The deliverable introduces the big picture of the architecture of the BDG platform and the main technologies currently used in the Persistence and Processing Layers of the platform to perform efficient data processing over extremely large dataset. Then the requirements needed to run the BigDataGrapes platform are introduced and discussed, by also providing instructions to set up and to launch the platform. The platform has been built, re-using and customizing the software stack of the Big Data Europe (BDE, https://www.big-data-europe.eu/). Besides the customization of some existing components, the BigDataGrapes software stack extends the BDE to better support efficient processing and distributed predictive analytics of geospatial raster data in the context of precision agriculture and Farm Management Systems. Furthermore, all the platform components have been designed and built using Docker containers. They thus include everything needed to deploy the BDG platform with a guaranteed behavior on any suitable system that can run a Docker engine.
Finally, we report about two demos that have been already developed on the top of it by the project’s partner. Specifically, the two demonstrators perform scalable operations on geospatial raster data using the Spark-based GeoTrellis geographic data processing engine provided by the BDG platform. The first demo regards the tiling of large raster satellite images. Tiling is a mandatory process that allows the large raster datasets to be split-up into manageable pieces that can be processed on parallel and distributed resources. As a second demonstrator, we process geotiff images to extract two relevant indexes. The first index is the normalized difference vegetation index (NDVI), a graphical indicator that assess at what degree the target being observed contains live green vegetation or not. The second index is instead the Normalized Difference Water Index (NDWI), most appropriate for water body mapping.
To get the code demonstrating the Methods and Tools for Scalable Distributed Processing of BDG, clone this GitHub repository
$ git clone https://github.com/BigDataGrapes-EU/deliverable-D4.1.git
The repository contains three Jupyter Notebooks and a Bash shell script that should be used to initialize the Big Data Grapes Platform. The script should be executed by running the Bash command below:
$ ./run-components.sh
The Bash script above downloads the Docker images and builds the environment according to the predefined configuration settings. The Bash script also starts the Docker containers of the BigDataGrapes software stack components.
For this deliverable, we have made available two demonstrators performing common operations on raster data using the BigDataGrapes platform:
- Tiling Very Large Geospatial Rasters; (Credits: https://github.com/azavea/geotrellis-collections-api-research)

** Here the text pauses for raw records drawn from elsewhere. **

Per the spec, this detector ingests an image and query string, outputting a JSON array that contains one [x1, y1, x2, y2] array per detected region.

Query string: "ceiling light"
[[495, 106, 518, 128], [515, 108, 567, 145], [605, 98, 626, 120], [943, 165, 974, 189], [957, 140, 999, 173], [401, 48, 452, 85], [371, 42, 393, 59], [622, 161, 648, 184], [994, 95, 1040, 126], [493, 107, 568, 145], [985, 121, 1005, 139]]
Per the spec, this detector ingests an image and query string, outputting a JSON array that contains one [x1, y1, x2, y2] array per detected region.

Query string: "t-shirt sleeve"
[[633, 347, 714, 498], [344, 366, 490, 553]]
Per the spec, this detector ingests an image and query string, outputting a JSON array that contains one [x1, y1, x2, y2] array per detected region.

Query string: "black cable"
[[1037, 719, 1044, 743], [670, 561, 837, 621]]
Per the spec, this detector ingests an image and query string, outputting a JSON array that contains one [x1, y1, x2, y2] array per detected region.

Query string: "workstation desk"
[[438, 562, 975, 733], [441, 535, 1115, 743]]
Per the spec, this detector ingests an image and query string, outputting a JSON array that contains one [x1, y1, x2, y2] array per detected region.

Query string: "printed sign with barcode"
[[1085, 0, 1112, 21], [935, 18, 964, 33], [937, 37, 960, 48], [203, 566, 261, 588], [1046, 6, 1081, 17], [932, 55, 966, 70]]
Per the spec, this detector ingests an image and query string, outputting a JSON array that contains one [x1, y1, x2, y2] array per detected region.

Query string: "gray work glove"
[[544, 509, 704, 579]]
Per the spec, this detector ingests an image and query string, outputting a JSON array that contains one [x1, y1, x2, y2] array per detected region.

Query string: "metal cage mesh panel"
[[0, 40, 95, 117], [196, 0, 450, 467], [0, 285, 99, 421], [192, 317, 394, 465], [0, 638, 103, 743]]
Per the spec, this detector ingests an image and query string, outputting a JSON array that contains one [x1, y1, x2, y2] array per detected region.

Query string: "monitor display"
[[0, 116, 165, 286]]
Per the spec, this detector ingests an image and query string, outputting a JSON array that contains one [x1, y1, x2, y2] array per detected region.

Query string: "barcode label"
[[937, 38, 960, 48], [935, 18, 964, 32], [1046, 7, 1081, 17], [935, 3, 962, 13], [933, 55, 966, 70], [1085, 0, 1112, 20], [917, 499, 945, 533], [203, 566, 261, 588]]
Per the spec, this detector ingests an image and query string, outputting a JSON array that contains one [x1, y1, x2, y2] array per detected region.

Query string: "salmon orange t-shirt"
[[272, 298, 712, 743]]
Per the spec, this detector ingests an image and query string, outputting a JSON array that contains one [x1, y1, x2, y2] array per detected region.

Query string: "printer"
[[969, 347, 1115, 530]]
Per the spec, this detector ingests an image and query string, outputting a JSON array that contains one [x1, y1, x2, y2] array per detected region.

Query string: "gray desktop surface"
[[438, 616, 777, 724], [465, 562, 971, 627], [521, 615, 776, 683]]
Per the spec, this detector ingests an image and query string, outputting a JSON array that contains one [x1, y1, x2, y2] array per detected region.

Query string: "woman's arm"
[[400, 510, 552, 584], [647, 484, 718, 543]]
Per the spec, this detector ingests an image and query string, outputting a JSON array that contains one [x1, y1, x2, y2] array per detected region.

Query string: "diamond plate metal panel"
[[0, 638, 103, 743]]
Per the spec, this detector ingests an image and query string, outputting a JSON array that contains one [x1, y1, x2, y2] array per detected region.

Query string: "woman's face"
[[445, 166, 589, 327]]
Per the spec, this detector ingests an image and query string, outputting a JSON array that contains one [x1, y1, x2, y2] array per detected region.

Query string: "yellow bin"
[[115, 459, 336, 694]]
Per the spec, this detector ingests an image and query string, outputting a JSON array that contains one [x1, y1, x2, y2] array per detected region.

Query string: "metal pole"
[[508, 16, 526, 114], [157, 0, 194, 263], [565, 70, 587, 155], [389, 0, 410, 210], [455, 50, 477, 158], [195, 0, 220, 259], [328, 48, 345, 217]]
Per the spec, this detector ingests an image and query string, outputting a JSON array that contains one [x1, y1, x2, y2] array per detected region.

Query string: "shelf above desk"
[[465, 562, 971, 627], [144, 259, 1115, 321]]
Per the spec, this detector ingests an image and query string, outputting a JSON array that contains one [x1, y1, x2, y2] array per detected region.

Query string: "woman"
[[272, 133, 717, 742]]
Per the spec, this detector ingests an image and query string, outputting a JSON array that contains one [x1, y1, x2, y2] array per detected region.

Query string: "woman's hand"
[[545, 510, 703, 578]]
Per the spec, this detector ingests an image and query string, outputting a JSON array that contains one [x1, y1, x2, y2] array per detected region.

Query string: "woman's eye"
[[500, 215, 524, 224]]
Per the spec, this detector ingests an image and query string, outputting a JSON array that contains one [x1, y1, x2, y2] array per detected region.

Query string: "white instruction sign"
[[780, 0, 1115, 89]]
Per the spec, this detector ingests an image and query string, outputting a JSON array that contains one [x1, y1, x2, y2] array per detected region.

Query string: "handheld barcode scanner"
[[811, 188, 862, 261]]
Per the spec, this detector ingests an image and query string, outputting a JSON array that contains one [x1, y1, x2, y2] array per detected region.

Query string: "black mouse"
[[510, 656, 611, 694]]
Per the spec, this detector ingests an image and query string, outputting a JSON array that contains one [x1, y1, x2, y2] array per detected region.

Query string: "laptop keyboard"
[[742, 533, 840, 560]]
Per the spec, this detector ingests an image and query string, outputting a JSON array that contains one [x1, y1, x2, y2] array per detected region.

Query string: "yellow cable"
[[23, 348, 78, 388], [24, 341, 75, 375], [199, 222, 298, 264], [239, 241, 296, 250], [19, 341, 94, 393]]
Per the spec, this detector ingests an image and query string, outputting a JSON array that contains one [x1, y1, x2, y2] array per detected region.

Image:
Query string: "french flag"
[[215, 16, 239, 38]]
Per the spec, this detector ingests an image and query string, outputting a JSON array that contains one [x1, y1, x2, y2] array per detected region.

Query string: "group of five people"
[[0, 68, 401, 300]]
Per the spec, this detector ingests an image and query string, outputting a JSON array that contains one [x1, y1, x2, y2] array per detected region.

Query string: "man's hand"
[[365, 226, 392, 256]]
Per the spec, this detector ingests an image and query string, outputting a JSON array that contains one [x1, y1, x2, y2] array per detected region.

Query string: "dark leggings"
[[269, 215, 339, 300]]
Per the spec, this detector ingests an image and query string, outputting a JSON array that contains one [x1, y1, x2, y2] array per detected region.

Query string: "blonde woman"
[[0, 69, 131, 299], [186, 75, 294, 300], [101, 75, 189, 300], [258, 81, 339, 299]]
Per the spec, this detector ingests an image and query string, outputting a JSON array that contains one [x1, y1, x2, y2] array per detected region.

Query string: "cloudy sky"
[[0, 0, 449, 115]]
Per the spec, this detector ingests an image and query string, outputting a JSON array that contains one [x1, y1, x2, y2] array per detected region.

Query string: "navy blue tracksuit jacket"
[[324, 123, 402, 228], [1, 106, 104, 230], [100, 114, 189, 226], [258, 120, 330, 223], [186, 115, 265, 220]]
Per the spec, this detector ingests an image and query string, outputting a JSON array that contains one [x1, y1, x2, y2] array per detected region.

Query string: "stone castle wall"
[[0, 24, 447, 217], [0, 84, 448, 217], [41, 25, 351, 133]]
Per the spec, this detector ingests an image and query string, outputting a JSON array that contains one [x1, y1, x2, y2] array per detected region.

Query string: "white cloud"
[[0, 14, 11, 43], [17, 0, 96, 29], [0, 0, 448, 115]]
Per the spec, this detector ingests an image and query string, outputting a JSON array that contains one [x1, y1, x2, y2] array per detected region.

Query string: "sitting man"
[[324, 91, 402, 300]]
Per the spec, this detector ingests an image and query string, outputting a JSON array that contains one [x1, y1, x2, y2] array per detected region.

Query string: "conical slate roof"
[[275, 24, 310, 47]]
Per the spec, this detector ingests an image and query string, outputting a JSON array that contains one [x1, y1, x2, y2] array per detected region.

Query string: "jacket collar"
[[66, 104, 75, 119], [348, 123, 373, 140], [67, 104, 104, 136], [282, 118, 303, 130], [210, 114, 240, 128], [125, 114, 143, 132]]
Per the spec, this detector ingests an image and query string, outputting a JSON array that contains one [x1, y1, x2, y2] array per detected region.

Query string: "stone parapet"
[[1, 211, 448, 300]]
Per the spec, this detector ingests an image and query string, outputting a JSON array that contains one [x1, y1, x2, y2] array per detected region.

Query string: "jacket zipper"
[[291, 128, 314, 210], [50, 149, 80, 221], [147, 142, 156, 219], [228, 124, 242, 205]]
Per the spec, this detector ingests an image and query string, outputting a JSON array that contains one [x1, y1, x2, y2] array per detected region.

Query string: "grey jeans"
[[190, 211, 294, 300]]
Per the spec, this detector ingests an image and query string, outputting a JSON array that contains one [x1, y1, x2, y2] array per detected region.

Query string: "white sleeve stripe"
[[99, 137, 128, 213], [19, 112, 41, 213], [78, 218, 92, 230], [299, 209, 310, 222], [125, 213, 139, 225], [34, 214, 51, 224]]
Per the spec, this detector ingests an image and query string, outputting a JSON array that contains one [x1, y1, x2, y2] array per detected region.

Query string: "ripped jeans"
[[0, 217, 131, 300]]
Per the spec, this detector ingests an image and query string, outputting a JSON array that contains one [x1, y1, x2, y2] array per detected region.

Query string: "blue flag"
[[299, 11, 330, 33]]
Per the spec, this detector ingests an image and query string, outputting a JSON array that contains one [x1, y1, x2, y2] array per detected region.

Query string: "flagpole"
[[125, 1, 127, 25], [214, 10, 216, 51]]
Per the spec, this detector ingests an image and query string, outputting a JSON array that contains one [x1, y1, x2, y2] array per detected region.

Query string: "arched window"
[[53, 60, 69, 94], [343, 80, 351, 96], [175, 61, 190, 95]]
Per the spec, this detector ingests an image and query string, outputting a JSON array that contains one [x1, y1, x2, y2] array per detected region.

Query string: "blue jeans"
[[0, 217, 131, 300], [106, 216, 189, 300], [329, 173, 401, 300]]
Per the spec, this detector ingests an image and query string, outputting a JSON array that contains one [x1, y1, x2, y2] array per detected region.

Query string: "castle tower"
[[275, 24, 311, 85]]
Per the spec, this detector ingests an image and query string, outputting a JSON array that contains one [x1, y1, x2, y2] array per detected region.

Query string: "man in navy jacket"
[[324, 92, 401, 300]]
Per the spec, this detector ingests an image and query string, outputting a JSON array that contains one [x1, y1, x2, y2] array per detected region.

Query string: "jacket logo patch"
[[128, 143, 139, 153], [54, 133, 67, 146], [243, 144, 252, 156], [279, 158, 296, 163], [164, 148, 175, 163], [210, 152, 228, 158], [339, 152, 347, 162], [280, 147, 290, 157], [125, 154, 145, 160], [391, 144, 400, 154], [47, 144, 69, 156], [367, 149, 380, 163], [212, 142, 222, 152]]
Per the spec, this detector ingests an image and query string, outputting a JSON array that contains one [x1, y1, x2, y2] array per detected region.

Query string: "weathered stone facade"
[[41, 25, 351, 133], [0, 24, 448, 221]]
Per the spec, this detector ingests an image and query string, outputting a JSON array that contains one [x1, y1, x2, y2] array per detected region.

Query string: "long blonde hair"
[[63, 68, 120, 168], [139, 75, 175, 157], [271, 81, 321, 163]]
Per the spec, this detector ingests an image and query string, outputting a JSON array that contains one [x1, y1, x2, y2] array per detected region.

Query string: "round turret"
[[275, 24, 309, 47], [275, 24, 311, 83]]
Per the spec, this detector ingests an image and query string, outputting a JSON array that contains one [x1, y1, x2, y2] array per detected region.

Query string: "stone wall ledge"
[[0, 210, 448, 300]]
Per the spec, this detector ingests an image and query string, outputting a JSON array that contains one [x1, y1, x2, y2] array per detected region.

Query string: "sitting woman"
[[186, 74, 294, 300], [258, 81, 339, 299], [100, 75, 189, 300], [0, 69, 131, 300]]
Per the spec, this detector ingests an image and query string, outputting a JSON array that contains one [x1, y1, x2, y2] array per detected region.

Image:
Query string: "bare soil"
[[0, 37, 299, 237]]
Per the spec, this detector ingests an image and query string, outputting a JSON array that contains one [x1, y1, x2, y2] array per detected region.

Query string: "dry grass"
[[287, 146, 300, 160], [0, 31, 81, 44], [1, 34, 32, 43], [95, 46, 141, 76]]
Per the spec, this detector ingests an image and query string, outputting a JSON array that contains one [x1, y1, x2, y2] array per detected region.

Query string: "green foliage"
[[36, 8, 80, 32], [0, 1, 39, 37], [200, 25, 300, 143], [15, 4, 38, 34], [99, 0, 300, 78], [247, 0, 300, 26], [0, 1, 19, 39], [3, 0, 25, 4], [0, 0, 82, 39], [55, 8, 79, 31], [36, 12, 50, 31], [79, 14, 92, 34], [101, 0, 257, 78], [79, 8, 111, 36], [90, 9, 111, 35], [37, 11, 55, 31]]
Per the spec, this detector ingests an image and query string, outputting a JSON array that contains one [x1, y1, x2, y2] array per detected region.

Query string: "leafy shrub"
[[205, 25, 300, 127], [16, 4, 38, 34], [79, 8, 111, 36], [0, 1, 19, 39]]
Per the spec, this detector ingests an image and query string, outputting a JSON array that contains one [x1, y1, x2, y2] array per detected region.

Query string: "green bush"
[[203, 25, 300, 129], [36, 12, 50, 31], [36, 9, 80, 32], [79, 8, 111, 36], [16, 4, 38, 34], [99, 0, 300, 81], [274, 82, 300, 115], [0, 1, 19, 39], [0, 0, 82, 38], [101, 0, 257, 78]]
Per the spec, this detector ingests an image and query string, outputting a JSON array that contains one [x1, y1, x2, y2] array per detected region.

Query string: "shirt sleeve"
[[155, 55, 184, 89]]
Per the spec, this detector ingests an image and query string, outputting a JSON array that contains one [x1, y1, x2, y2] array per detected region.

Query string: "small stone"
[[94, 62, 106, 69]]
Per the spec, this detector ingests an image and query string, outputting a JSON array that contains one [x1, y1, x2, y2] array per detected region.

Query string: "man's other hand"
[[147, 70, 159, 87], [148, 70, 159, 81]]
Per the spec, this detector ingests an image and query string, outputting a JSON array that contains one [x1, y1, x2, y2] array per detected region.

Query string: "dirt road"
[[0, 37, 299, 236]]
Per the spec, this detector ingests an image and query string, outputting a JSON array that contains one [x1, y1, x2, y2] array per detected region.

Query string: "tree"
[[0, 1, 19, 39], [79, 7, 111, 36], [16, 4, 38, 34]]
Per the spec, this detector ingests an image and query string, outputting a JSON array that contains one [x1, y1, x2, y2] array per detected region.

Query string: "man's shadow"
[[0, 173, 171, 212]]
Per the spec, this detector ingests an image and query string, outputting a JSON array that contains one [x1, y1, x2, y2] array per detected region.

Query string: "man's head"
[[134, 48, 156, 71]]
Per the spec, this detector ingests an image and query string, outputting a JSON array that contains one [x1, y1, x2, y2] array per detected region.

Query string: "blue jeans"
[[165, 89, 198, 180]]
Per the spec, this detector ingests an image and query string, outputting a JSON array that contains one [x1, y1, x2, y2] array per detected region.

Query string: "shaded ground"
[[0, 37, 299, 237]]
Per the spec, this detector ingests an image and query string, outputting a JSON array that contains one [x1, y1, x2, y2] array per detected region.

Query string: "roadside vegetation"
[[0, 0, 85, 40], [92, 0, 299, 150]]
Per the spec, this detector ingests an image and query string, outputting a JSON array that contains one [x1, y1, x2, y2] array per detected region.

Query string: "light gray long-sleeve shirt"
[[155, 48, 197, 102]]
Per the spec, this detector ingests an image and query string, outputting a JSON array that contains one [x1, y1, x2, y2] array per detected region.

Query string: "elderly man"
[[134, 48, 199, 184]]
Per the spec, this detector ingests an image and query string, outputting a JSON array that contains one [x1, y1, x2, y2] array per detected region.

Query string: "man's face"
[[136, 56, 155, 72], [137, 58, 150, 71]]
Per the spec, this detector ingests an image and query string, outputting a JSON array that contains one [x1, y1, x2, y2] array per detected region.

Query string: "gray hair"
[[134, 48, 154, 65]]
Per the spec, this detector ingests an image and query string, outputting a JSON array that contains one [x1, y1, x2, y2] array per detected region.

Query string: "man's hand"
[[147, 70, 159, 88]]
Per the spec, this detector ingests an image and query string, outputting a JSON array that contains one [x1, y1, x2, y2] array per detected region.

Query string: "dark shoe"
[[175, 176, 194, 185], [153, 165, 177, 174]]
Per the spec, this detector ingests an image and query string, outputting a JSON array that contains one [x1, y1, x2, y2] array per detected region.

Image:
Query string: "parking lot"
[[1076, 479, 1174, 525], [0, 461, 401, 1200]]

- Raster NVDI/NDWI layers computation; (Credits: https://github.com/geotrellis/geotrellis-landsat-tutorial)
For this first demonstrator, the images are retrieved from HDFS component from the following directory.
$ hadoop fs –ls /demos/raster_tiling/input
In order to generate pyramided tiles, we need to resample the source image at different sizes, and then cut the resulting image into tiles.
To execute this demo, run the following bash command:
$ ./run-tiling_pyramid.sh
The PNG of the processed tiles for the different zoom levels can be accessed through a web browser using the port 8001 (http://SERVER_URL:8001) or in the following HDFS directory.
$ hadoop fs –ls /demos/ndvi_ndwi/output
The input images are retrieved from HDFS component from the following directory.
$ hadoop fs –ls /demos/ndvi_ndwi/input
To execute this demo, run the following bash command:
$ ./run-ndvi_ndwi_computation.sh
Both the NDVI and the NDWI PNG images can be accessed through a web browser using the port 8002 (http://SERVER_URL:8002).
The images can also be accessed through the HDFS in the following directory:
$ hadoop fs –ls /demos/ndvi_ndwi/output
- Apache HDFS Namenode: http://SERVER_URL:50070
- Spark-master: http://SERVER_URL:8080
- Hue (HDFS File Browser): http://SERVER_URL:8088/home